= Annie Coker =

African-American lawyer

Annie Coker (née Stephens) was California's first African-American female lawyer. Coker entering government service for the State of California in 1939, she was responsible for compiling all of the state codes, indexing all bills pending before the California legislature and rendering legal opinions.

== Early life ==
Born under the name of Annie Virginia Stephens on April 7, 1903, to William Morris (d. 1932) and Pauline Logan Stephens (d. 1929) in Oakland, California. Her family ran Stephens’ Restaurant, an Oakland establishment off 14th Street near Lake Merritt and one of the first Black-owned businesses in the area. While attending high School, Coker submit the winning nickname, Jewel City, for the Panama–Pacific International Exposition.

== Education ==
She received her Bachelor of Science degree from University of California, Berkeley. As an undergraduate Coker with the help of Ida Louise Jackson, help establish a chapter of Alpha Kappa Alpha, Berkeley's first Black sorority. Under strong encouragement from her father, Coker enrolled in UC Berkeley School of Law. Coker was one of the two female students at her time of enrollment.  She also has the distinction of being the first black woman to graduate from Berkeley School of Law.
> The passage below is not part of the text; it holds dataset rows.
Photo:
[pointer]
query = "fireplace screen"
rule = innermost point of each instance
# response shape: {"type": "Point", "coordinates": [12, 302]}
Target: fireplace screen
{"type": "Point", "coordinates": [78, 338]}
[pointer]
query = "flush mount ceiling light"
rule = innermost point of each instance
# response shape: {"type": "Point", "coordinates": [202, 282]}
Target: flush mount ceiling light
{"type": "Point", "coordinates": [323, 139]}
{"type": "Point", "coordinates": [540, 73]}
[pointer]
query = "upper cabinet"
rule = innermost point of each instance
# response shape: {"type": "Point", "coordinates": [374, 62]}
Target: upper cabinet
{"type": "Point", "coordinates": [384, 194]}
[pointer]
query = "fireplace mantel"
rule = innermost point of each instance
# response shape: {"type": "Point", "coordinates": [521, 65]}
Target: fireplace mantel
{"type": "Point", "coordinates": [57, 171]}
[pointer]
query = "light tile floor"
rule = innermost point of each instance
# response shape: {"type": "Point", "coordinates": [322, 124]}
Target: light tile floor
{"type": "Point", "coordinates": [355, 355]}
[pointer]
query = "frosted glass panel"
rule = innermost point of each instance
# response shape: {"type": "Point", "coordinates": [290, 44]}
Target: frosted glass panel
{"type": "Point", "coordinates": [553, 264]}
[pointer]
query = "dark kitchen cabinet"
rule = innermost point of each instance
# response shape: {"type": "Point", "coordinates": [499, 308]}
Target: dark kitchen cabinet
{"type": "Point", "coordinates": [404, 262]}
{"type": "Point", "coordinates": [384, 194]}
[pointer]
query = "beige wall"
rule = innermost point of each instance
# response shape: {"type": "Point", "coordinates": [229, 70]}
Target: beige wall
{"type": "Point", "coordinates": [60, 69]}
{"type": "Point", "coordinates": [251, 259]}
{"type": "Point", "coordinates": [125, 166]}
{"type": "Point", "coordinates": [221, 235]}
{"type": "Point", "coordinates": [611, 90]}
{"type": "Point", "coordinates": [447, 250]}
She graduated in 1929 and was admitted to the State Bar of California.

Coker practiced law for a time in Alexandria, Virginia. By 1939, she returned to California, taking a position at the California Office of Legislative Counsel in Sacramento. She worked there for 25 years until her retirement in 1966.

Coker was married twice. At the Age of 83, Coker died on February 17, 1986, in Sacramento.